Carpeting Sahara with wind and solar farms could make it rain
If you’ve spent any time thinking about the world’s dirty energy problem, you’ve probably pondered some impractical “What if?” scenarios. Solar panels in space beaming energy down, or covering Nevada in solar panels—that kind of thing. Well, a new study led by Yan Li, Eugenia Kalnay, and Safa Motesharrei at the University of Maryland actually asks something similarly out there. What would happen to the Sahara if it contained enough wind and solar farms to supply the entire world’s energy needs several times over?

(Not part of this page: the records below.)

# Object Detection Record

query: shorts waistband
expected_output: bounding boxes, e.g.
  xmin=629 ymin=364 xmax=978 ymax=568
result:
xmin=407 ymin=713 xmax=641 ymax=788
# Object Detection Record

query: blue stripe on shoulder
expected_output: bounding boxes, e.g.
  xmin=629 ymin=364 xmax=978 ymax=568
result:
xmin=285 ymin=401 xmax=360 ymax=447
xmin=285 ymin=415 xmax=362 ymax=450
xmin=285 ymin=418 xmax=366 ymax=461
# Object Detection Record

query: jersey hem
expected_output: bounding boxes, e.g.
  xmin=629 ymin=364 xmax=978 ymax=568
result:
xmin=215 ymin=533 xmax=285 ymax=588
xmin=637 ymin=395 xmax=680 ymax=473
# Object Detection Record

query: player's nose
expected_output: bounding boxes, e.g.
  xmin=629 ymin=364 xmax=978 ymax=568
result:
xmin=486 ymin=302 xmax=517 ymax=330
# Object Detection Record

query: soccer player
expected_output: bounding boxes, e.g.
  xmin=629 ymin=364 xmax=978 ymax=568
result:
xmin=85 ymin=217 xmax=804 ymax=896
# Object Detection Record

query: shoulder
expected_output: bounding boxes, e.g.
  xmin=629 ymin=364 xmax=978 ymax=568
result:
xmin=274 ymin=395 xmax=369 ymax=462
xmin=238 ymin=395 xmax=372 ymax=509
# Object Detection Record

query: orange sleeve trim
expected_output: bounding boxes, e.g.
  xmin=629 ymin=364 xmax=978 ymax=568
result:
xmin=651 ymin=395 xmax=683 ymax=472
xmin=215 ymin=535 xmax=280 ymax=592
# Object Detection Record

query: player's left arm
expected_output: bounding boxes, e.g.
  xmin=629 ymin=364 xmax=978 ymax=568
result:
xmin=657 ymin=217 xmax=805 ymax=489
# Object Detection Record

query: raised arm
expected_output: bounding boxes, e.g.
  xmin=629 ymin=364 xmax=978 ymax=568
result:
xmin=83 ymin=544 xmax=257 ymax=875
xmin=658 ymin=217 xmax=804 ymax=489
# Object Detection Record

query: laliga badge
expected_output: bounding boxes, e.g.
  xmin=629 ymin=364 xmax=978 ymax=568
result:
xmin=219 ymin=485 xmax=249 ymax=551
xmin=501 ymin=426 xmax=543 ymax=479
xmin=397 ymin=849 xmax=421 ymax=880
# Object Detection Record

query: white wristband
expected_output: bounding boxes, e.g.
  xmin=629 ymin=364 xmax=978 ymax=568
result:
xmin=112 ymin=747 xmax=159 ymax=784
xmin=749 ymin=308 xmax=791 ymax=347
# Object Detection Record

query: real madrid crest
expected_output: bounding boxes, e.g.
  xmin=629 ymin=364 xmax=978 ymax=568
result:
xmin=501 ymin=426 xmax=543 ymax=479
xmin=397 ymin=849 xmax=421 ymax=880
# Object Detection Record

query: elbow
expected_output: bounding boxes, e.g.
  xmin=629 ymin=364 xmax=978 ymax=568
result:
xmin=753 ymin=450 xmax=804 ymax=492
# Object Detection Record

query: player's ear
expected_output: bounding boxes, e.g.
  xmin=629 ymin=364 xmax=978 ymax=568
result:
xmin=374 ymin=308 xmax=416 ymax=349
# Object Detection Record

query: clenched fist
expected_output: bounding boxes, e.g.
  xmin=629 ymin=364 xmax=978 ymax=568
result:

Why the Sahara, you ask? Apart from the obvious things—lots of open land and a pretty potent solar resource—the area’s climate has shown to be pretty sensitive to nudges. The Sahel region between the Sahara Desert and the wetter lands to the south, in particular, can easily become wetter or drier with small atmospheric changes. And since studies elsewhere have shown that wind and solar farms can have an influence on local weather, it’s interesting to consider what effect they’d have in northern Africa.
With no constraints on their scenario, the researchers opted for the “supersized” version. In a climate model, they simulated the effect of adding three terawatts of wind power—a little more than the world’s current total electricity use. Next, they added 79 terawatts of solar farms. Global energy use of all types (including fuels) is about 18 terawatts today, so this is a scenario where all the fuel a growing world could want are made in the Sahara, and Africa’s drinking water is probably desalinated, to boot. In all, this is something like nine million square kilometers covered by wind and solar farms—nearly the area of the United States.